Best celebrity voyeurism: Drake - Toosie Slide
One of the joys of lockdown has been peeking inside celebrities' homes and judging their curtains. There's even a Twitter account dedicated to rating the living rooms of the rich and famous (Barbra Streisand received particularly high praise for her cushions).
But Drake took the gauntlet with the video for Toosie Slide, which follows the star around a Toronto mansion that's apparently the size of the British Museum.
Along the way, Drake showcases his collection of basketball jerseys, an array of music awards, an Andy Warhol painting of Mao Zedong, a flashy grand piano and a gigantic indoor swimming pool.
It all ends with a fireworks display for one, which is potentially the saddest thing you've ever seen.

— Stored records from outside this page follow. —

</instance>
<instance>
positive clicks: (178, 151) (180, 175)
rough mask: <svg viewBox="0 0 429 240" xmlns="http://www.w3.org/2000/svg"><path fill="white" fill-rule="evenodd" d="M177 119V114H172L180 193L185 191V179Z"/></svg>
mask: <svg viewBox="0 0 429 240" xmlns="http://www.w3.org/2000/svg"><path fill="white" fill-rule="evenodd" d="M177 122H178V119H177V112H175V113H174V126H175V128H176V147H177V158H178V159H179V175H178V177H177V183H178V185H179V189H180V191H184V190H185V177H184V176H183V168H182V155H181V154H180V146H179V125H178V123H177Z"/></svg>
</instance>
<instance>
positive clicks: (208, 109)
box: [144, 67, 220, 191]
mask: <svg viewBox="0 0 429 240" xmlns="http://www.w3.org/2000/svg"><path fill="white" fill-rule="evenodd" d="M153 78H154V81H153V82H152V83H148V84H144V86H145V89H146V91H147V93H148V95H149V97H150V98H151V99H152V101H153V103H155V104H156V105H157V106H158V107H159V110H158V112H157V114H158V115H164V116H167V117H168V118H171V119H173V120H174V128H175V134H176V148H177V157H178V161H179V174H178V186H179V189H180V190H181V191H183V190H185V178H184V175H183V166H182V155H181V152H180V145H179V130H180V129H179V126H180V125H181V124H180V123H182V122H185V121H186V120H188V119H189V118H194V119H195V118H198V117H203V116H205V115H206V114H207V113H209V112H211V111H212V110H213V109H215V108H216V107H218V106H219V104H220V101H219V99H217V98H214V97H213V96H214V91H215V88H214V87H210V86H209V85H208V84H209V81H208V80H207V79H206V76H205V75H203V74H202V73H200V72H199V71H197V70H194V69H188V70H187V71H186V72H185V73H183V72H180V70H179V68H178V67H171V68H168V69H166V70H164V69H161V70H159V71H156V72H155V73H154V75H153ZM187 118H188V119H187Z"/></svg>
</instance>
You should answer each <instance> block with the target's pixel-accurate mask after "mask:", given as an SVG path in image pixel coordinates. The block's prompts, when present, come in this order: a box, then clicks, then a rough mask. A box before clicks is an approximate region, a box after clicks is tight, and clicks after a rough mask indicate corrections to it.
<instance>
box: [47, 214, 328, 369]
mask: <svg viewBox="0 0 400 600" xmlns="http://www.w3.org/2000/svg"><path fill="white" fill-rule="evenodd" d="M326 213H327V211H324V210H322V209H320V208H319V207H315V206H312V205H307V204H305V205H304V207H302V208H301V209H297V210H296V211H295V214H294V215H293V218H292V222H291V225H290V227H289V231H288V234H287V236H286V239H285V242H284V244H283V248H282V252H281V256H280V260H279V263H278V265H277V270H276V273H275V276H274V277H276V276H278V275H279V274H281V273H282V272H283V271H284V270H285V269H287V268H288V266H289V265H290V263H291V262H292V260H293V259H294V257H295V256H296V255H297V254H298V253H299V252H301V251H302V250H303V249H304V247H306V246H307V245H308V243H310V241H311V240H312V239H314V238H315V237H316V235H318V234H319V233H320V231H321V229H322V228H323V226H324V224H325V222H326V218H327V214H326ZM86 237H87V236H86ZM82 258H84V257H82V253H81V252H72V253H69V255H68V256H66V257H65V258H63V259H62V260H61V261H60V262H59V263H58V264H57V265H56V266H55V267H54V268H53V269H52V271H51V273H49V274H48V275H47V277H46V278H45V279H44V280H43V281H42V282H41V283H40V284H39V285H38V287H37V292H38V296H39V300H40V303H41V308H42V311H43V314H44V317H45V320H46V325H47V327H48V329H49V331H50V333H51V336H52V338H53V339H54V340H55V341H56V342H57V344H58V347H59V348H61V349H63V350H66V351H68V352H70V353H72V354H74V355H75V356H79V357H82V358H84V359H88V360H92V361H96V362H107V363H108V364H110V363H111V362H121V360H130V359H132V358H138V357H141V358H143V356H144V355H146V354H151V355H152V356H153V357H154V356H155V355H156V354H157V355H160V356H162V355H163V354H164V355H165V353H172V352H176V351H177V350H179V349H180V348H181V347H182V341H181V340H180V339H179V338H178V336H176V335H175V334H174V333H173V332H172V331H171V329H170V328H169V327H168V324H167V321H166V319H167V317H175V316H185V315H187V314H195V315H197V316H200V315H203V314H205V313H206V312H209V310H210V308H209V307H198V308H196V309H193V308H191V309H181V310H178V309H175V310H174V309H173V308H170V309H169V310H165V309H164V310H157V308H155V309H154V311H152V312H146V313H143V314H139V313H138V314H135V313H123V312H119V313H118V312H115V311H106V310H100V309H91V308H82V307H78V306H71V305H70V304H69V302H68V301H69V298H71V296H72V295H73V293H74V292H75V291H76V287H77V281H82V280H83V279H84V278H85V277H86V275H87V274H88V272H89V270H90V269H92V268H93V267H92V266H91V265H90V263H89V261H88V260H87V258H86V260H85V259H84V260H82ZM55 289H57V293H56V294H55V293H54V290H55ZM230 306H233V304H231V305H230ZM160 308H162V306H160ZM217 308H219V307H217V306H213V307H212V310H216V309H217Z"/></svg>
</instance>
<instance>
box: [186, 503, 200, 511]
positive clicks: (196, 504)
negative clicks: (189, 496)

Most perfect evocation of the existential angst from which we will never escape: Jessy Lanza - Over And Over
Riding up and down a deserted escalator is the stuff of most kids' dreams - but amidst the alienation of lockdown, the act of lonely repetition becomes infinitely more melancholy.
That's the mood Canadian alt-pop artist Jessy Lanza captured perfectly in the video for Over and Over, which was shot early one Friday morning in an empty mall in downtown San Francisco.
"Jessy had the song playing on headphones and did four takes going up and down the escalators," recalls Lanza's partner and collaborator Winston H Case. "Once I picked the take - which happened to be the second take - I put markers on the clip where I thought I could adjust the timing to enhance the moments to seem more synchronized with the music."
Case says working from one locked-off shot was "therapeutic" compared to the painstaking process of piecing together a normal music videos. And Lanza found the video shoot restorative, too.
"I was terrified of escalators as a kid so I'm happy to have come this far," she says.